[math] Efficient polynomial multiplication
Hello all This is my first post to the mailing list. While looking at the source code for polynomial multiplication (boost/math/tools/polynomial.hpp) I discovered that the library used O(N^2) algorithm for multiplication. I would like to work on implementing a more efficient algorithm (complexity: O(N log(N))). I am writing this mail to get views and feedback from the community and have a healthy discussion before starting the work. Lakshay
Hello. At first please give us bencmark results, where NlogN is faster and where is slower. After that please write email to Boost.Math maintainer or create issue on Github Boost.Math repo. 13.07.2017 08:00, Lakshay Garg via Boost пишет:
Hello all
This is my first post to the mailing list.
While looking at the source code for polynomial multiplication (boost/math/tools/polynomial.hpp) I discovered that the library used O(N^2) algorithm for multiplication. I would like to work on implementing a more efficient algorithm (complexity: O(N log(N))).

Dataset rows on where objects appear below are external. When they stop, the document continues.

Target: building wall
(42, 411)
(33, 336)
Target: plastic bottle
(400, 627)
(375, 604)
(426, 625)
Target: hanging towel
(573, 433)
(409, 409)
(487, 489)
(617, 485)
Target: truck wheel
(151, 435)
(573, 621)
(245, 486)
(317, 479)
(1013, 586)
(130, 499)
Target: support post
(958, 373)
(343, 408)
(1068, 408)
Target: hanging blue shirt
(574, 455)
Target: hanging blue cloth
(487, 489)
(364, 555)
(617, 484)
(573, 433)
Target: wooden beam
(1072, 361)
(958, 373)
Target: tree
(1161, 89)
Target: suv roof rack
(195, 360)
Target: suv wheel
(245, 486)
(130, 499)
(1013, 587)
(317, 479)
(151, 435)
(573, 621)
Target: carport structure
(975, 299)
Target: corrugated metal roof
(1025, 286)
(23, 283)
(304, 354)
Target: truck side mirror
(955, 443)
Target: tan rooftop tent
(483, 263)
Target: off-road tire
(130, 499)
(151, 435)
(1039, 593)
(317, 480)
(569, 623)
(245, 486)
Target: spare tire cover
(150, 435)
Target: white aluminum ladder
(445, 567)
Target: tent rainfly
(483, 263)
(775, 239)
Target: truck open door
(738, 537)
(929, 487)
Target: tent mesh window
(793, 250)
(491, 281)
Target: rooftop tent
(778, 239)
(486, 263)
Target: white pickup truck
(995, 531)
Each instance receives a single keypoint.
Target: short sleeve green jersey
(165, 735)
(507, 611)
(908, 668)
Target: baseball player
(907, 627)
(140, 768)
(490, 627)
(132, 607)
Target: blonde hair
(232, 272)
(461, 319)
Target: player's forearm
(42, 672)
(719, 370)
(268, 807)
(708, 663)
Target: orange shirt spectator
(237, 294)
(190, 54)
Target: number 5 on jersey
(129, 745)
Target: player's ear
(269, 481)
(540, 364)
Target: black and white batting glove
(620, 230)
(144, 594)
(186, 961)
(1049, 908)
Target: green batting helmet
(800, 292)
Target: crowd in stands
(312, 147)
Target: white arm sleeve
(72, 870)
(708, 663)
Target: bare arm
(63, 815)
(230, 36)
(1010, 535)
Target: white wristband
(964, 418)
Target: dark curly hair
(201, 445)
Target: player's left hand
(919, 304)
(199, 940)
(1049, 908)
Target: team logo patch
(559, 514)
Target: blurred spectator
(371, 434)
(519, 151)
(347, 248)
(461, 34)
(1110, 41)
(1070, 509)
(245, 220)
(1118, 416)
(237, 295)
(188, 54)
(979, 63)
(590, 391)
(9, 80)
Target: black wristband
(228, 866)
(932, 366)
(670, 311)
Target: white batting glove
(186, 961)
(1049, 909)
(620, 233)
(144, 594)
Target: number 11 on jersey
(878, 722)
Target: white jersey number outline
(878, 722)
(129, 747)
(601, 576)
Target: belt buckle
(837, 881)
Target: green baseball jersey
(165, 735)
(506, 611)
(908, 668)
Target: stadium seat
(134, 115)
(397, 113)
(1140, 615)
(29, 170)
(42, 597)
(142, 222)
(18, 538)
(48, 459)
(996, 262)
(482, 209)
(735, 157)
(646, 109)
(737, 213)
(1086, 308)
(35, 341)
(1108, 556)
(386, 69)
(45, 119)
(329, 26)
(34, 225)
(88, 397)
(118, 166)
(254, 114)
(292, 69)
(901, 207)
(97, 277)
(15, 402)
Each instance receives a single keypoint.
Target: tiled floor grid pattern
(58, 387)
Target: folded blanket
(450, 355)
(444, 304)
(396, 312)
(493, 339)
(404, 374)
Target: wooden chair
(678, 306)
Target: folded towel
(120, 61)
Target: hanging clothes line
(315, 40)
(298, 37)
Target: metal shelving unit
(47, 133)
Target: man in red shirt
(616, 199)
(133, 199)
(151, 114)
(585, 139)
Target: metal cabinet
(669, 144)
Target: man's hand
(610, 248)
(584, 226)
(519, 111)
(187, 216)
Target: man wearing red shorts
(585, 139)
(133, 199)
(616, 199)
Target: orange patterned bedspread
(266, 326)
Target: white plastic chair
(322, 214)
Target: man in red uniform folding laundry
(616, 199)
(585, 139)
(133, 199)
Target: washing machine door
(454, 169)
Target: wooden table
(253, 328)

I am writing this mail to get views and feedback from the community and have a healthy discussion before starting the work.
Lakshay
_______________________________________________ Unsubscribe & other changes: http://lists.boost.org/mailman/listinfo.cgi/boost
On 13/07/2017 06:00, Lakshay Garg via Boost wrote:
Hello all
This is my first post to the mailing list.
While looking at the source code for polynomial multiplication (boost/math/tools/polynomial.hpp) I discovered that the library used O(N^2) algorithm for multiplication. I would like to work on implementing a more efficient algorithm (complexity: O(N log(N))).
I am writing this mail to get views and feedback from the community and have a healthy discussion before starting the work.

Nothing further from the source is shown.